On 1 October 1954 268 Field Rgt was converted to medium artillery, then on 31 October 1956 it amalgamated with 267 (South Midland) Fd Rgt (the other half of the old 1st Worcestershire and Warwickshire Artillery Volunteers) at Worcester to form 267 (Worcester & Warwickshire) Medium Rgt with its RHQ and Q Bty at Birmingham, and a detachment at Leamington Spa.
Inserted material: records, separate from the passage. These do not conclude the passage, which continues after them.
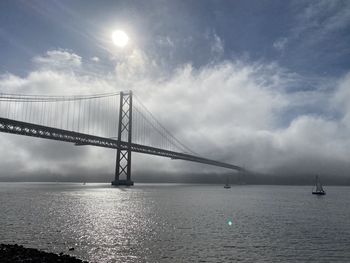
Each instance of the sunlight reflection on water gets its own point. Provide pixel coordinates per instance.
(178, 223)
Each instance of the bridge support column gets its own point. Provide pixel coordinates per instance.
(123, 161)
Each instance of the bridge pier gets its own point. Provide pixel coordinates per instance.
(123, 159)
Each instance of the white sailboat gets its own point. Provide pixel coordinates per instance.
(227, 185)
(319, 189)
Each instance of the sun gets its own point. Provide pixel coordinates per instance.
(120, 38)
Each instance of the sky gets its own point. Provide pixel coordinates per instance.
(261, 84)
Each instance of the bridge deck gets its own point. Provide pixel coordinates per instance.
(34, 130)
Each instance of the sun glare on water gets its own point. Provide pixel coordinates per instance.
(120, 38)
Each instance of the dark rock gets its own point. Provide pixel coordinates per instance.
(16, 254)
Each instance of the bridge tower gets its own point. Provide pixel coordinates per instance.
(123, 160)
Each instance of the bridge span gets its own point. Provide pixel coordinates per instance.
(122, 143)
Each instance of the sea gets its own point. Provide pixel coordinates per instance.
(178, 222)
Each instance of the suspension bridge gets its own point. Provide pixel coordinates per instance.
(112, 120)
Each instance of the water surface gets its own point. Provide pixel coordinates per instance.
(178, 223)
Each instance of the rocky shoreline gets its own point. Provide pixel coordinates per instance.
(19, 254)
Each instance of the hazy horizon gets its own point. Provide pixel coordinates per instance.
(260, 84)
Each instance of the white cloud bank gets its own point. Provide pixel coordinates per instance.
(232, 111)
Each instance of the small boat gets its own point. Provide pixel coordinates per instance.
(319, 189)
(227, 186)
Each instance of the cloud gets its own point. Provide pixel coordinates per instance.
(321, 19)
(58, 59)
(233, 111)
(95, 59)
(280, 44)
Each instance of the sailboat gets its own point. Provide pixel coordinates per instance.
(227, 186)
(319, 189)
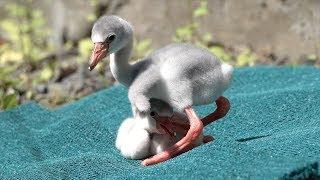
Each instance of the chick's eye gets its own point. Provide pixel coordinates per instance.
(111, 38)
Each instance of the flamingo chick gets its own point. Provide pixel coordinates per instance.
(180, 74)
(145, 135)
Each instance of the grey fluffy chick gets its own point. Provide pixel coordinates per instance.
(181, 75)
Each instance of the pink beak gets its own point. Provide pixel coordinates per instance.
(100, 51)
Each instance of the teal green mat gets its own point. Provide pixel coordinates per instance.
(272, 131)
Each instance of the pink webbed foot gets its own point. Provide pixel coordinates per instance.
(183, 145)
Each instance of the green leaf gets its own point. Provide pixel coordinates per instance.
(246, 57)
(220, 53)
(46, 74)
(202, 10)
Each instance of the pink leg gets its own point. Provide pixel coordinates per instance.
(185, 144)
(223, 107)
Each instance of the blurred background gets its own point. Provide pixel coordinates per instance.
(45, 44)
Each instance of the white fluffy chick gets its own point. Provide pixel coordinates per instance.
(142, 136)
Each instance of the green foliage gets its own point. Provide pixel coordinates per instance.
(220, 53)
(246, 58)
(25, 46)
(202, 10)
(8, 101)
(26, 31)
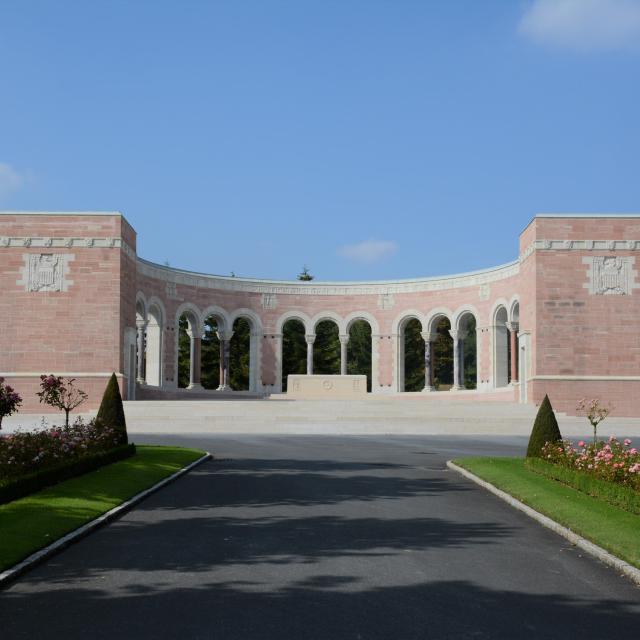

The TA was reorganised on 1 May 1961 after National Service was abolished. The Warwickshire (Birmingham and Leamington Spa) elements of 267 (W&W) Med Rgt combined with Q (Warwickshire) Bty of 442 Light AA Rgt and P and Q Btys of 443 (Warwickshire) LAA Rgt to form a new 268 (Warwickshire) Regiment ('Field' was restored to the title in 1964), while the Worcestershire batteries amalgamated with part of 639 (8th Battalion Worcestershire Regiment) Heavy Rgt to form a new 267 (Worcestershire) Field Rgt. The new Warwickshire unit had the following organisation:
- RHQ – ex 267 (W&W) Fd Rgt
- P Bty – ex 443 (W) LAA Rgt
- Q Bty – ex 442 LAA Rgt
- R Bty – ex 267 (W&W) Fd Rgt

When the TA was reduced into the Territorial and Army Volunteer Reserve (TAVR) in 1967 the regiment reformed as the Warwickshire Regiment, RA, in TAVR III (Home Defence), absorbing an infantry battalion of the Royal Warwickshire Fusiliers and a squadron of the Royal Corps of Transport (RCT); 48th Divisional/District Provost Company, Royal Military Police, also assisted in its formation. The new unit had the following organisation:
- RHQ – ex 268 (W) Fd Rgt
- P (68 South Midland) Bty – ex 268 (W) Fd Rgt
- Q (Royal Warwickshire Fusiliers) Bty – ex 7th Bn, Royal Warwickshire Fusiliers
- R (Warwickshire Transport) Bty – ex 516 Squadron, 48th Divisional/District Rgt, RCT

The TAVR was further reduced on 1 April 1969, when the regiment became a cadre under 35th (South Midlands) Signal Regiment, Royal Corps of Signals, with some men joining 48 (City of Birmingham) Signal Squadron at Sparkbrook in that regiment. Then on 1 April 1971 the cadre was disbanded to form X Troop in A Queen's Own Warwickshire and Worcestershire Yeomanry Squadron of The Mercian Yeomanry, when the Warwickshire artillery lineage ended.

==Honorary Colonels==
The following served as Honorary Colonel of the unit:
- Sir Hallewell Rogers, former Lord Mayor of Birmingham and later MP for Birmingham Moseley, appointed 10 October 1913.
- Col A. Constantine, TD, former commanding officer, appointed 6 July 1929
- Brig-Gen Lord Henry Seymour, DSO and Bar, appointed 3 November 1934, died 8 June 1939.
- Col Frank Allday, OBE, TD, appointed 1 April 1967

==Memorials==
Memorials to the men of III South Midland Brigade who died during the First World War and those of 68th (South Midland) Field Regiment who died in France and Belgium, Iraq and the Middle East, and in Italy during the Second World War, were erected at the Drill Hall at Stoney Lane. They were repositioned in the new Montgomery House Army Reserve Centre that replaced it in 1988.